There are changes afoot in the way Vermont's Corrections Department houses and treats sexual offenders. The program has most recently been located at facilities in Windsor and Springfield. Now most of it is moving to the Northwest Correctional Center in St. Albans and there's a big turnover in service providers.
Vermont has long been recognized as a leader in sexual offender treatment, with recidivism rates hovering around 5 percent. Now that the program is moving to a new location, none of the independent contractors who have been working with incarcerated offenders have re-applied for their jobs, as required by the Department of Corrections.

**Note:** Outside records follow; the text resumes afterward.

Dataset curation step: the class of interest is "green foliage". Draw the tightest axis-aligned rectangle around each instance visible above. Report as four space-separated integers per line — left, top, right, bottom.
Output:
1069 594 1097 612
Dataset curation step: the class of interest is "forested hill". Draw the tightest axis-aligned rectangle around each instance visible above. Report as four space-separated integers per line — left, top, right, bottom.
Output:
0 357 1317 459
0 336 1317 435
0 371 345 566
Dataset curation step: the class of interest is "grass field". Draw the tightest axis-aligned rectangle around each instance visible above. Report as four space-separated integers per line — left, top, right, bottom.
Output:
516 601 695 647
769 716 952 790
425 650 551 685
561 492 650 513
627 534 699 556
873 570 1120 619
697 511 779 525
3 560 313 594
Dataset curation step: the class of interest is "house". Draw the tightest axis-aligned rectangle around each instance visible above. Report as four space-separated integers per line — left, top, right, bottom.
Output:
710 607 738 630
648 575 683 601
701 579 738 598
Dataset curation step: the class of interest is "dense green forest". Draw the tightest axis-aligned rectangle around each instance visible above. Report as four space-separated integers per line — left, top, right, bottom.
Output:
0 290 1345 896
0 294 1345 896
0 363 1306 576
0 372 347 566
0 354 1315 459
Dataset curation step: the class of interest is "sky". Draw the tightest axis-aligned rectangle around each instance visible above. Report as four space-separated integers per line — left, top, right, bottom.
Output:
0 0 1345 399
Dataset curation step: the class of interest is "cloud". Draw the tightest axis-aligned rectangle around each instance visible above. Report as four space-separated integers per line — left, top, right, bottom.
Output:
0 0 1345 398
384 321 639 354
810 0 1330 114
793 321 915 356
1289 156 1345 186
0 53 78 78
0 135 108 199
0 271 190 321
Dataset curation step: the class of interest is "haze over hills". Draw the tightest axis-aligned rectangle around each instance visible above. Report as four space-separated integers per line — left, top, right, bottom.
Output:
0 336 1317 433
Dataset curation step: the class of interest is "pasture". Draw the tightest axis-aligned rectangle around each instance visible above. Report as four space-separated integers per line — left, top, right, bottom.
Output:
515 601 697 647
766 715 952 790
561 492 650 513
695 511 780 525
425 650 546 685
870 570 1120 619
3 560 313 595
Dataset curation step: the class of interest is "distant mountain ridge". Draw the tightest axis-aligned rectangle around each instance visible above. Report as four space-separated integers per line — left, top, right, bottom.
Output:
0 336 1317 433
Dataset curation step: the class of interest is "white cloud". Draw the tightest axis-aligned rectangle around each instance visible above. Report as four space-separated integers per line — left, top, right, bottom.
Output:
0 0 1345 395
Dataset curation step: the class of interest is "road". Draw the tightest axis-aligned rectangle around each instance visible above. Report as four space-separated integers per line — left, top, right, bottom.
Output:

The departing therapists do not want to speak publicly about their decisions to leave the program. Several say privately they would be willing to move from the Upper Valley to St. Albans but fear they would not have job security. A few are unhappy with the direction treatment is taking toward what corrections officials call "manualized intervention." Here's how DOC Program Services Director Kim Bushey defines that term:
"'Manualized' means that the curriculum has been developed in a particular order that usually builds on each other. Lessons build on each other, or skills practice build on each other and that there is some structured guidance around how the material gets presented," Bushey explained.
Bushey says she knows some therapists at first resisted the new written curriculum and would rather have more freedom to treat each individual offender differently. But she says it's based on sound research about what triggers sexual misbehavior, and what kinds of interventions are needed to change it. Now that the former therapists have left the program it will be overseen by a newly hired New Hampshire-based contractor called Re-Entry Resources. Bushey acknowledges that the company has more experience in substance abuse treatment than in sexual offender intervention.
"But we also have consultation and they have consultation with experts in the sex offender treatment and assessment world," she said.
Robert Lang, the state's contact for Re-Entry resources, declined to be interviewed. The Department of Corrections provided the $826,000 contract but it does not contain much information about the new the Manchester-New Hampshire based company. The contract covers two years and funds four interventionists.
Bushey says using this single contractor will easier to manage than the separate therapists. She believes Lang will be able to hire replacements for the outgoing therapists who will be able to get positive results by integrating written curriculum into group therapy.
"Now we are preparing for change because we are transitioning the program and we have a new contractor. So we are preparing to shift some of the curriculum around and provide a structured and individual model and a supervision model — but other than that nothing else has really changed," Bushey said.
Nevertheless, one sexual offender treatment specialist who has admired Vermont's program in the past does have concerns about the direction it seems to be taking.
David Prescott is past president of the Association for the Treatment of Sexual Offenders, and he has followed the trend away from individual therapy to heavier reliance on manuals. Even though he has used some of that curriculum successfully by revising it, he still can understand why veteran therapists have left Vermont's program.
"Changes such as going to a highly manualized treatment association — it has been responsible for people having second thoughts about staying in the field, and frankly one of them is me. I am very aware that research has shown that who the therapist is is very important to how well treatment actually works," said Prescott.
It's too soon to tell if the new contractor will get the positive recidivism results of the staff who have left. But the legislature's corrections oversight committee says it will keep a close eye on all the changes underway.